Thank you very much.

Chairman: Doctor Wetzels thank you very much for your presentation. There may be questions. Yes please.

Question: Yes, I have a question would you suggest the same indications for angiotensin receptor blockers?

Prof. Wetzels: Well, in the studies they have mostly combined the data. I think there is no hard evidence to suggest that although in theory and also in some animal studies there are differences I think for the use in patients probably they are alike. I prefer ACE inhibitors but I think there’s no hard evidence to support it.

Question: One more thing it’s also helpful for ---- ischemia after transplantation.

Question: We should always keep in our mind RAAS inhibition is also helpful in --- ischemia you see after transplantation.

Prof. Wetzels: Well you know I think what was shown for the delayed graft function these data are interesting because they suggest that maybe the recovery from delayed graft function which is related to ischemia could be faster with ACE inhibitors. But what I think that the data shows that we there’s still time and we still need to do randomised controlled studies. I know that in transplants most studies, also the early studies are devoted to avoiding rejections. I think the data showed that it could be important to do also randomised controlled studies in transplant patients using non-immunosuppressive therapy.

Question: Thank you for the lecture. I would like to ask a complete RAAS blockage is better than giving only ACE inhibitor or angiotensin receptor blockers?

Question: Complete RAAS blockage by ACE inhibitor and angiotensin receptor blocker does it have any more advantage than giving any of them separately?
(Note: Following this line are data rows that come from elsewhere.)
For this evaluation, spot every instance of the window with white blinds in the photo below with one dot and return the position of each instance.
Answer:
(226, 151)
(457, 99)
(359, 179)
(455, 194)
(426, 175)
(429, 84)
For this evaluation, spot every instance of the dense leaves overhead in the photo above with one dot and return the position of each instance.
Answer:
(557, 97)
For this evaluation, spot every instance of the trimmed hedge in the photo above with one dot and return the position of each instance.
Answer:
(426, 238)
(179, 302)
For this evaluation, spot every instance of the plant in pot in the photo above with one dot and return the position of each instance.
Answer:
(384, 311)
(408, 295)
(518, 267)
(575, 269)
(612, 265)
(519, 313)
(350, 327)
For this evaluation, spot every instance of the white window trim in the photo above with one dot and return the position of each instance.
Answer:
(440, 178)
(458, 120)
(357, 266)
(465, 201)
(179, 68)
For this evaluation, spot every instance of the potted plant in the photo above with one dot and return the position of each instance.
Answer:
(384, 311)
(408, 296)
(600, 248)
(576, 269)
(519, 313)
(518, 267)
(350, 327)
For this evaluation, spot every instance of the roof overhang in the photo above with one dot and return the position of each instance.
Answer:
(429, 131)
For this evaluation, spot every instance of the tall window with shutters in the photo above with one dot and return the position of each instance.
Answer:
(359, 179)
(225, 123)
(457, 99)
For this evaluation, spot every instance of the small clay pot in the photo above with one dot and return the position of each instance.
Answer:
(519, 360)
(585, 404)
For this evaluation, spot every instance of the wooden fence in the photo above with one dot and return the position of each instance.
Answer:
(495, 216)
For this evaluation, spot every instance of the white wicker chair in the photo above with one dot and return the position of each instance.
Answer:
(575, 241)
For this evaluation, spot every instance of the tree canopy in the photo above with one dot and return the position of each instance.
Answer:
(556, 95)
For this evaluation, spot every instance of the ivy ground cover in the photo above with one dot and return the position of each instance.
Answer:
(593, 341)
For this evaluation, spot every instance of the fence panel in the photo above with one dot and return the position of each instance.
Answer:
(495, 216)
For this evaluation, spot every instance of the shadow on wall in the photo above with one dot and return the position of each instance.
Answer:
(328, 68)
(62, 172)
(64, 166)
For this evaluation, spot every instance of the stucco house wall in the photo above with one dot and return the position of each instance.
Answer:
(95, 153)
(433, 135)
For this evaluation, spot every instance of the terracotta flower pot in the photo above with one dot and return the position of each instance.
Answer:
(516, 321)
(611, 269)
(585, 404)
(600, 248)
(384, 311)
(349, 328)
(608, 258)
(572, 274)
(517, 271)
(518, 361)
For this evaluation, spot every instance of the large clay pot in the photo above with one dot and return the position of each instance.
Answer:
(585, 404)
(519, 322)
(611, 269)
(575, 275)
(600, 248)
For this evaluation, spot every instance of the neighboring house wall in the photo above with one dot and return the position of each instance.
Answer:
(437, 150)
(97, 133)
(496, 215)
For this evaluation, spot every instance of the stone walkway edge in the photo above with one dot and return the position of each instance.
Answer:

Prof. Wetzels: Well you know I think there are no data in transplants, there are recent studies in patients with cardiovascular disease and with hypertension which suggest that the combination has no advantage on cardiovascular mortality or cardiovascular events. I think the main point of that study and that’s also important probably in our population is that if you use the drugs, you should avoid too low blood pressures because it is suggested that if you use the combination and you have a systolic blood pressure below 110 mm/hg or a diastolic blood pressure below 60 you could have an increased risk of stroke or cardiovascular events and that’s probably because these patients have a pre-existing vascular disease and small vessels.